Lavendula angustifolia "Hidcote" at 12 to 18 inches is more compact and the deep purple flowers dry well.

Lavendula angustifolia "Munstead" grows to between 12 and I8 inches as well. The deep blue flowers are strongly fragrant.

The tallest - and some claim the most fragrant - of the tribe suitable for our climate is Lavendula x intermediate "Grosso."

To create your own little bit of Provence choose a spot that gets sun most of the day.
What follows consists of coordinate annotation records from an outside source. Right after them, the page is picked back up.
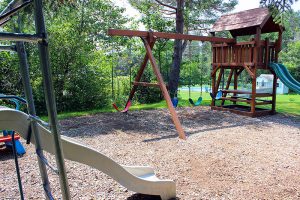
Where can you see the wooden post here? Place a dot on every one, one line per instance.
(213, 75)
(277, 50)
(164, 90)
(140, 72)
(235, 80)
(227, 84)
(256, 60)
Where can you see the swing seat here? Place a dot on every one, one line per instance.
(218, 96)
(198, 102)
(175, 101)
(125, 109)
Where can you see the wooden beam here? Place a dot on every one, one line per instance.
(274, 92)
(140, 73)
(164, 90)
(213, 73)
(227, 84)
(256, 58)
(146, 84)
(219, 80)
(133, 33)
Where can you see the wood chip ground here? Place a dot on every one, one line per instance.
(226, 156)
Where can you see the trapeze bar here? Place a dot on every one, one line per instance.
(7, 48)
(11, 10)
(20, 37)
(131, 33)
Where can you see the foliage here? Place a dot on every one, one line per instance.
(81, 72)
(290, 58)
(278, 8)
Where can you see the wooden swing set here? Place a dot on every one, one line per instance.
(149, 38)
(227, 54)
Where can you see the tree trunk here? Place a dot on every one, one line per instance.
(178, 48)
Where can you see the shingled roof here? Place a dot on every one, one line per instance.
(245, 22)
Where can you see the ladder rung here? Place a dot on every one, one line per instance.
(8, 138)
(146, 84)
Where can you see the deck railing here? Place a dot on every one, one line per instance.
(242, 53)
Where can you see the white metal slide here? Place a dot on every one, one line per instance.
(135, 178)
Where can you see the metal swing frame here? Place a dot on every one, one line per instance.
(40, 37)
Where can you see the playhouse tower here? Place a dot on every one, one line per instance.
(249, 56)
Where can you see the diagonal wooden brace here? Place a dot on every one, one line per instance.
(140, 73)
(164, 90)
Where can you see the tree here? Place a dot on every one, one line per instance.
(188, 16)
(278, 7)
(290, 57)
(78, 46)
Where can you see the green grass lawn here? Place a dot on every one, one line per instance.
(288, 104)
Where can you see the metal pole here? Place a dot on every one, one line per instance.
(49, 96)
(24, 70)
(7, 48)
(20, 37)
(5, 16)
(17, 165)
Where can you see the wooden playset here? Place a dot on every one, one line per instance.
(228, 54)
(250, 56)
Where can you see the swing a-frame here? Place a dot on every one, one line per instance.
(149, 38)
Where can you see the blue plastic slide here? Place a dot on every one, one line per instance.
(286, 78)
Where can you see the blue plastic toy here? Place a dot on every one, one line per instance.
(19, 147)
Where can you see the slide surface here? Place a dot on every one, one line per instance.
(284, 75)
(135, 178)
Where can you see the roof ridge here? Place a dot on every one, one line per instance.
(243, 11)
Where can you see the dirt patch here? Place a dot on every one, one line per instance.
(226, 156)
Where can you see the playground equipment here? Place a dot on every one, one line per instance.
(140, 179)
(9, 137)
(284, 75)
(113, 71)
(199, 100)
(250, 56)
(135, 178)
(149, 38)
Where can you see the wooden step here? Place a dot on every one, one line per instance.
(145, 84)
(247, 92)
(9, 138)
(235, 99)
(247, 100)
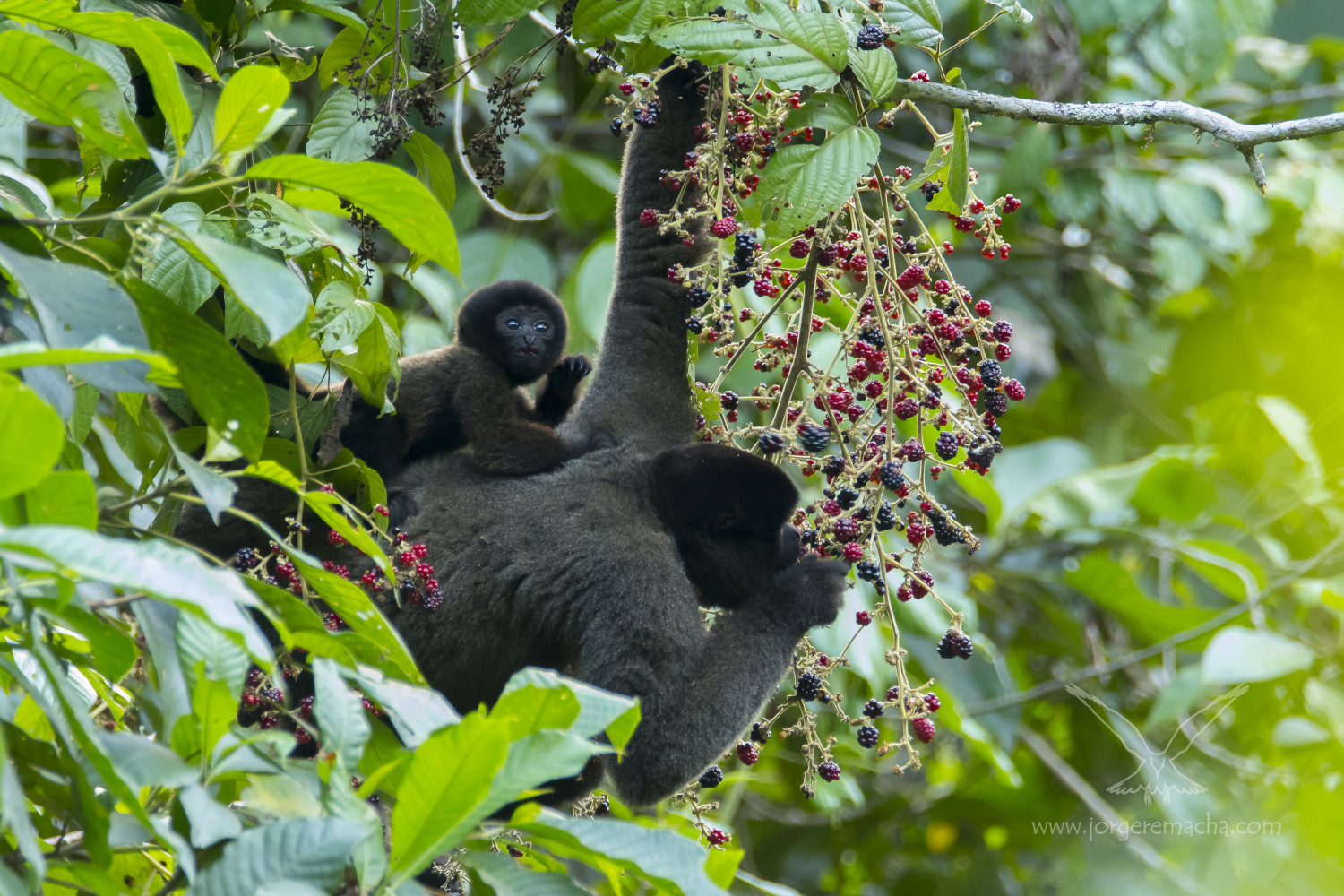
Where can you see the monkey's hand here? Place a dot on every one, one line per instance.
(564, 378)
(806, 594)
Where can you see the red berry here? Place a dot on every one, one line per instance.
(725, 228)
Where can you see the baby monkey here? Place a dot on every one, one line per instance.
(470, 392)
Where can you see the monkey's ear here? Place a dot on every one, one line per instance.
(722, 490)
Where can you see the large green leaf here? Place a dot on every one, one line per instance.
(31, 437)
(78, 306)
(433, 167)
(507, 877)
(401, 203)
(674, 863)
(250, 109)
(806, 182)
(483, 13)
(64, 89)
(612, 18)
(339, 713)
(339, 134)
(792, 47)
(223, 390)
(266, 288)
(1239, 654)
(284, 856)
(444, 791)
(918, 21)
(174, 573)
(171, 269)
(121, 29)
(64, 497)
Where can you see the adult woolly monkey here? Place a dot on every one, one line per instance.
(599, 568)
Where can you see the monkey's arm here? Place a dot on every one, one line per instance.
(561, 390)
(699, 689)
(502, 440)
(640, 392)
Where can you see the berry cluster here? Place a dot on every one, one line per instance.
(916, 394)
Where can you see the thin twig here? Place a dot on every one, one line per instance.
(1150, 112)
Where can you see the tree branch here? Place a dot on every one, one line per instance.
(1096, 115)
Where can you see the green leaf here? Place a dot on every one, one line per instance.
(145, 763)
(263, 287)
(370, 367)
(339, 713)
(792, 47)
(675, 864)
(444, 791)
(171, 269)
(507, 877)
(61, 88)
(1113, 589)
(959, 167)
(401, 203)
(1238, 654)
(121, 29)
(228, 394)
(77, 306)
(918, 21)
(250, 109)
(65, 497)
(340, 317)
(806, 182)
(433, 168)
(202, 645)
(339, 134)
(416, 711)
(174, 573)
(599, 711)
(483, 13)
(876, 69)
(31, 437)
(306, 850)
(1174, 489)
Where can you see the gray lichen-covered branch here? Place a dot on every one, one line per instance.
(1096, 115)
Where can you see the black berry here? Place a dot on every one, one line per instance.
(870, 38)
(808, 685)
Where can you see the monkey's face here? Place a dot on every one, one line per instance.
(527, 343)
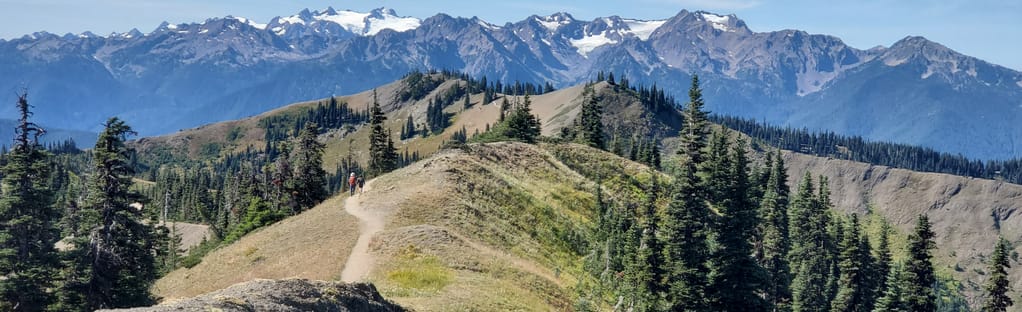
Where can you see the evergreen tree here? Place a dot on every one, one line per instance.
(28, 219)
(736, 280)
(835, 233)
(310, 186)
(919, 270)
(649, 261)
(997, 286)
(696, 128)
(893, 299)
(111, 260)
(808, 220)
(685, 249)
(521, 124)
(382, 156)
(774, 211)
(882, 266)
(590, 123)
(853, 286)
(504, 108)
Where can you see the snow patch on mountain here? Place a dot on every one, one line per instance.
(488, 26)
(717, 21)
(243, 20)
(353, 21)
(589, 43)
(378, 23)
(554, 21)
(643, 29)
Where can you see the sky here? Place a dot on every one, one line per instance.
(990, 30)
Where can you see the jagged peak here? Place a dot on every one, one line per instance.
(729, 23)
(553, 21)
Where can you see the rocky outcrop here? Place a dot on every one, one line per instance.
(284, 295)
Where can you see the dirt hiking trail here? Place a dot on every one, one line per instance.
(370, 223)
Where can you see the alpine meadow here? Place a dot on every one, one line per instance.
(345, 161)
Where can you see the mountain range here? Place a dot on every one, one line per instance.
(180, 76)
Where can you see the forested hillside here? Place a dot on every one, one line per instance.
(610, 195)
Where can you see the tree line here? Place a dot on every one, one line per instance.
(109, 256)
(883, 153)
(733, 236)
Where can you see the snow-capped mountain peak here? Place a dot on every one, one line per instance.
(554, 21)
(248, 21)
(721, 23)
(359, 24)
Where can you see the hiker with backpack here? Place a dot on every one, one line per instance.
(351, 184)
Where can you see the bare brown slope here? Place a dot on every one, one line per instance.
(967, 214)
(486, 227)
(313, 244)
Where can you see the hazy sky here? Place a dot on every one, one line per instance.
(990, 30)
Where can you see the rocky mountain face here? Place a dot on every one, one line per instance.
(180, 76)
(83, 139)
(284, 295)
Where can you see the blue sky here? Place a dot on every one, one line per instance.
(990, 30)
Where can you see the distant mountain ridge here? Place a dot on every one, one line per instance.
(83, 139)
(180, 76)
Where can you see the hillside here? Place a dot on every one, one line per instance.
(967, 213)
(489, 227)
(285, 295)
(912, 91)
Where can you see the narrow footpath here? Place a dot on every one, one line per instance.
(361, 261)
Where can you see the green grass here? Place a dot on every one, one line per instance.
(417, 272)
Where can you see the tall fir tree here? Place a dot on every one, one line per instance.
(521, 124)
(883, 261)
(696, 128)
(893, 299)
(28, 231)
(920, 295)
(590, 123)
(808, 220)
(997, 285)
(382, 156)
(112, 256)
(685, 248)
(649, 261)
(736, 280)
(774, 255)
(835, 233)
(310, 178)
(853, 284)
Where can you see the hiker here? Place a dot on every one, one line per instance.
(351, 184)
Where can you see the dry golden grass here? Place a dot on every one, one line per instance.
(314, 244)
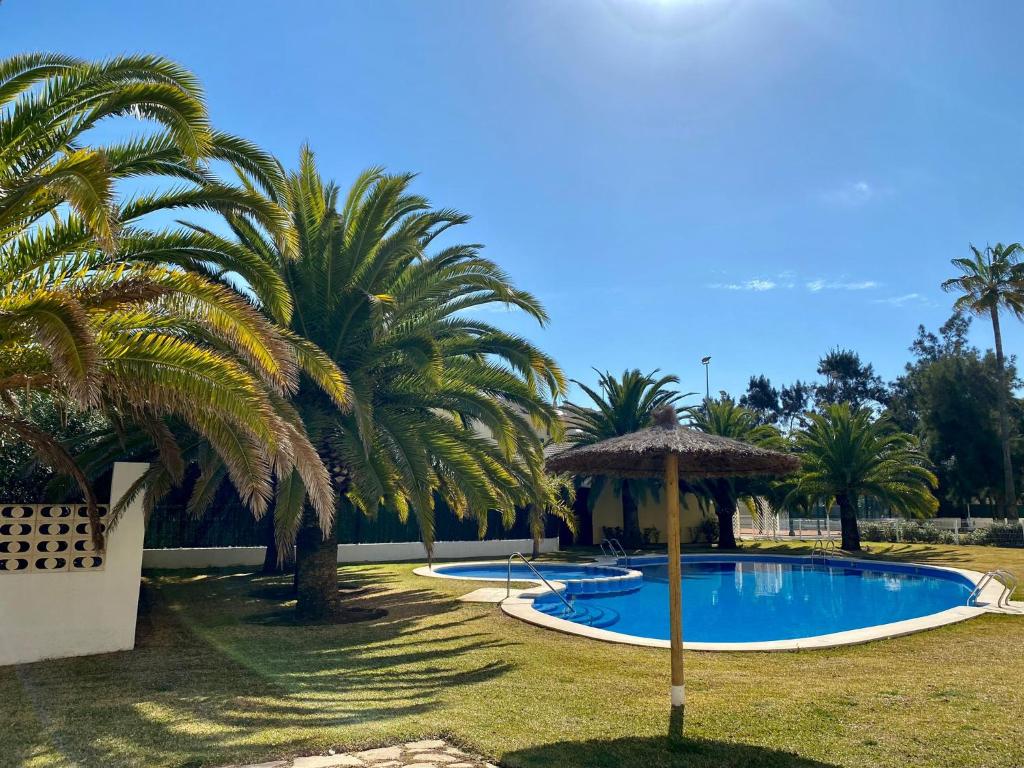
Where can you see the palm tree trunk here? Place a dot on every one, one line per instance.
(631, 518)
(315, 570)
(848, 521)
(725, 508)
(1009, 504)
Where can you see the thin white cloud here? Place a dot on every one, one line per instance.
(758, 284)
(788, 281)
(814, 286)
(907, 298)
(851, 195)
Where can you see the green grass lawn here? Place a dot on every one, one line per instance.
(216, 679)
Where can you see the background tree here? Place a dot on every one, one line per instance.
(552, 497)
(848, 380)
(947, 397)
(848, 454)
(726, 419)
(991, 281)
(620, 407)
(762, 398)
(441, 403)
(795, 399)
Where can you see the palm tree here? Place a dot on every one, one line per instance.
(726, 419)
(993, 280)
(847, 456)
(622, 406)
(101, 311)
(440, 404)
(553, 497)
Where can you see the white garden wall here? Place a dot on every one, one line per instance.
(215, 557)
(66, 605)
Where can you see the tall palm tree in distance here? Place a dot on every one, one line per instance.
(623, 406)
(847, 455)
(441, 404)
(991, 281)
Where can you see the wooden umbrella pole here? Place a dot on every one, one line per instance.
(675, 581)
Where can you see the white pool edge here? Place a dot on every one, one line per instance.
(521, 607)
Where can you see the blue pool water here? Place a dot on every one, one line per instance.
(752, 599)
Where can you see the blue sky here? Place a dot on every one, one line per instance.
(759, 181)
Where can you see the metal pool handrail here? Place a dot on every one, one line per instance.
(824, 546)
(612, 543)
(508, 583)
(1001, 577)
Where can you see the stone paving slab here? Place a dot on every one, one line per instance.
(428, 753)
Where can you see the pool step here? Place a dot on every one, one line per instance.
(592, 615)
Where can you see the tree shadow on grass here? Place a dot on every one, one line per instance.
(206, 681)
(659, 752)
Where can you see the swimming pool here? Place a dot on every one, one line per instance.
(761, 602)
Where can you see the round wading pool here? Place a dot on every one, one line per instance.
(755, 602)
(574, 579)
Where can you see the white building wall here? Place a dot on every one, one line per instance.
(220, 557)
(47, 614)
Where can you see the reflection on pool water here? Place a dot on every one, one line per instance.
(756, 599)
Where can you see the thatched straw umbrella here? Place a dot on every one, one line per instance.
(671, 451)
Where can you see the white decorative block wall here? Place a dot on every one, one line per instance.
(47, 538)
(59, 597)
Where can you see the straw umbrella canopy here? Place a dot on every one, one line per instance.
(671, 451)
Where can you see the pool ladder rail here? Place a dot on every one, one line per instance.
(824, 548)
(539, 574)
(1004, 578)
(611, 552)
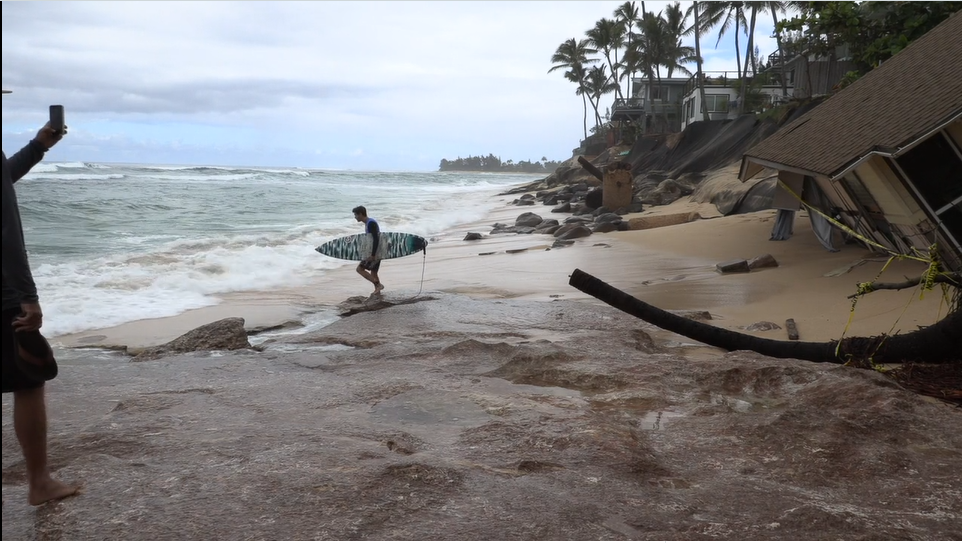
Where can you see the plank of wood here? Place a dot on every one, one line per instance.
(792, 329)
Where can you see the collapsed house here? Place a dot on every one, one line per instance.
(882, 156)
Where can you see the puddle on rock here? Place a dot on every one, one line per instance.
(426, 408)
(495, 385)
(657, 420)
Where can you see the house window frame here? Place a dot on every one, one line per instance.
(711, 103)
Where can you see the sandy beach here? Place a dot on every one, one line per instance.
(672, 267)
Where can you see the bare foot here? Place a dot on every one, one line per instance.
(49, 490)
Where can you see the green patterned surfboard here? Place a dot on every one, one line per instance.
(358, 246)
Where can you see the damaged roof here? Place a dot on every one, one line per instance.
(916, 91)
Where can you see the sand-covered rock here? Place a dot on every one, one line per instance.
(453, 418)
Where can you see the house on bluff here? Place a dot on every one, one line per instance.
(883, 156)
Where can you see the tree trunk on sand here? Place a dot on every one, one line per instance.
(939, 343)
(743, 99)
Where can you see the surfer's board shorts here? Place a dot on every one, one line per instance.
(13, 378)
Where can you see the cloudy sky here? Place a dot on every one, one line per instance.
(339, 85)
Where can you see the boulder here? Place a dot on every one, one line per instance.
(528, 219)
(223, 335)
(593, 198)
(733, 266)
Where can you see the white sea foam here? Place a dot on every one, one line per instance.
(82, 295)
(120, 243)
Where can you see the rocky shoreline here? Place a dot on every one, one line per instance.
(488, 419)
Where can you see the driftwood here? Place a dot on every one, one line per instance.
(953, 279)
(939, 343)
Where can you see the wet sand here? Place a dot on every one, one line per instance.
(499, 403)
(671, 267)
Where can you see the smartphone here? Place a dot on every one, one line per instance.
(56, 119)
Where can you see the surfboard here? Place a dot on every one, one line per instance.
(358, 246)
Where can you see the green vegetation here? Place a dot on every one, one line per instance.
(872, 31)
(492, 163)
(649, 43)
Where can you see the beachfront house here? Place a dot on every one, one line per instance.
(883, 156)
(721, 96)
(661, 106)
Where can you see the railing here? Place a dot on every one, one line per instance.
(639, 104)
(711, 79)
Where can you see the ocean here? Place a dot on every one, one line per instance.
(116, 243)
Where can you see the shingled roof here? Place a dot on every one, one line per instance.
(917, 90)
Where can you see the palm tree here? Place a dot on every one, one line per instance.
(572, 55)
(626, 15)
(674, 55)
(597, 84)
(776, 8)
(725, 15)
(937, 343)
(700, 78)
(608, 35)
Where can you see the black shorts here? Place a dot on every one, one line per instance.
(13, 378)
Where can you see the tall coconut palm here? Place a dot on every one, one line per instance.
(724, 16)
(775, 8)
(598, 84)
(607, 36)
(573, 56)
(700, 77)
(674, 55)
(627, 15)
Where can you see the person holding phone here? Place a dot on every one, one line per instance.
(22, 315)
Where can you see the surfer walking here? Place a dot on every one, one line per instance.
(369, 266)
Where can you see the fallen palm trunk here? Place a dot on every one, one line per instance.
(939, 343)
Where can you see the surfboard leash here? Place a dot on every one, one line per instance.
(424, 263)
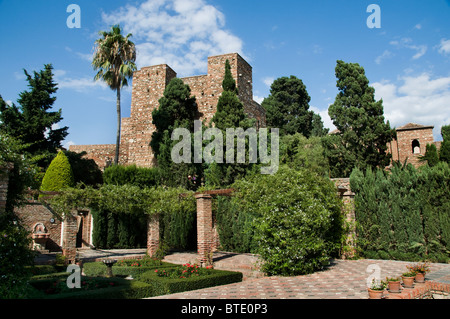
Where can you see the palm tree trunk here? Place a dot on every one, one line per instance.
(116, 158)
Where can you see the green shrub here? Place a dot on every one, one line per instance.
(298, 222)
(124, 268)
(165, 285)
(59, 174)
(108, 288)
(403, 214)
(132, 175)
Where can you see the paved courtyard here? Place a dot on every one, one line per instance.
(343, 279)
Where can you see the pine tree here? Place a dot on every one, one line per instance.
(33, 122)
(287, 108)
(230, 110)
(177, 109)
(230, 114)
(363, 133)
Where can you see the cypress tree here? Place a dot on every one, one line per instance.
(32, 122)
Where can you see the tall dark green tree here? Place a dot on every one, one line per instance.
(230, 110)
(363, 134)
(444, 152)
(431, 155)
(230, 114)
(33, 122)
(287, 107)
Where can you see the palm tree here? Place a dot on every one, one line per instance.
(114, 58)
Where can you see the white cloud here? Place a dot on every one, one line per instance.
(385, 55)
(444, 46)
(79, 85)
(417, 99)
(66, 145)
(180, 33)
(407, 43)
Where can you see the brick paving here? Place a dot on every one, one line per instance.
(343, 279)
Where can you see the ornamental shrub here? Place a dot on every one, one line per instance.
(298, 224)
(403, 214)
(59, 174)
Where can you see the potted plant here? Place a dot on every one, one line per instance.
(408, 279)
(376, 289)
(393, 284)
(420, 270)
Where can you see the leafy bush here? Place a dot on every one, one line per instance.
(298, 225)
(59, 174)
(403, 214)
(124, 268)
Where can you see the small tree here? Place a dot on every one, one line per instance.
(59, 174)
(287, 107)
(33, 122)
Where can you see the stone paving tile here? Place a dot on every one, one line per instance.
(344, 279)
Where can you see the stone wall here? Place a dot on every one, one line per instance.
(148, 87)
(411, 143)
(34, 212)
(103, 155)
(348, 211)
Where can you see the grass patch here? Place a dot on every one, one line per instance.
(151, 278)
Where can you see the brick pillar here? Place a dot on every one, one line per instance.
(70, 236)
(152, 234)
(4, 182)
(205, 238)
(348, 211)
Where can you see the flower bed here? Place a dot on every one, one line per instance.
(187, 277)
(130, 267)
(152, 278)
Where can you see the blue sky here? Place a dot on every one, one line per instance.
(407, 60)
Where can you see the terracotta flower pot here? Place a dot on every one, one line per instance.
(375, 294)
(408, 282)
(394, 286)
(420, 277)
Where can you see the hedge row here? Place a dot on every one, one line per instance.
(147, 285)
(99, 269)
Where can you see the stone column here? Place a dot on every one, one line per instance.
(152, 234)
(205, 240)
(70, 236)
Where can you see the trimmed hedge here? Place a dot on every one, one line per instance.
(59, 174)
(163, 285)
(99, 269)
(124, 289)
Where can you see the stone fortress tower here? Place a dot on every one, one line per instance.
(148, 87)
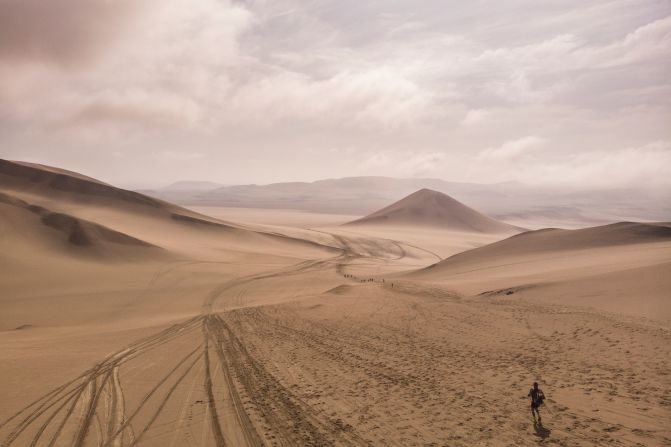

Dig a hole that's one foot across and deep and pour in 2 quarts of chicken grit and three mushed up egg shells, add the soil from the hole and mix well. Fill in the hole and set the plant in the hole at the same level it was growing in its pot. Press the soil gently around the base of the plant, then water. Lavender is content with a moderate amount of moisture and once established is drought tolerant. Research at Delaware State University has shown that lavender is most fragrant when grown mulched with coarse sand. You might try gravel but by all means avoid bark mulch. Bark holds too much moisture around the base of the plant.

Harvest your lavender for drying just before the flowers begin to open. Divide in small bundles, secure each with a rubber band and hang upside down to dry in a warm, dry, dark place.

This year, after we've harvested our flowers for drying, we're going to be brave and cut our lavender plants back in August by at least 10 percent. This will be also be a good time to snip out any dead or bare stems.

Next spring we'll trim our plants back by 25 percent. Soon the new growth will begin to show. By the end of April it will be apparent that some of the plant has died, so we'll cut out those branches. Then it will be time to sit back to enjoy the fragrant blooms of our own lavender corner.

And remember, lavender is not without ancient magical aspects. Clothes rubbed with the flowers were supposed to attract love. Symbolically it signifies devotion, luck, loyalty. and some say it soothes the "passions of the heart" (whatever those may be).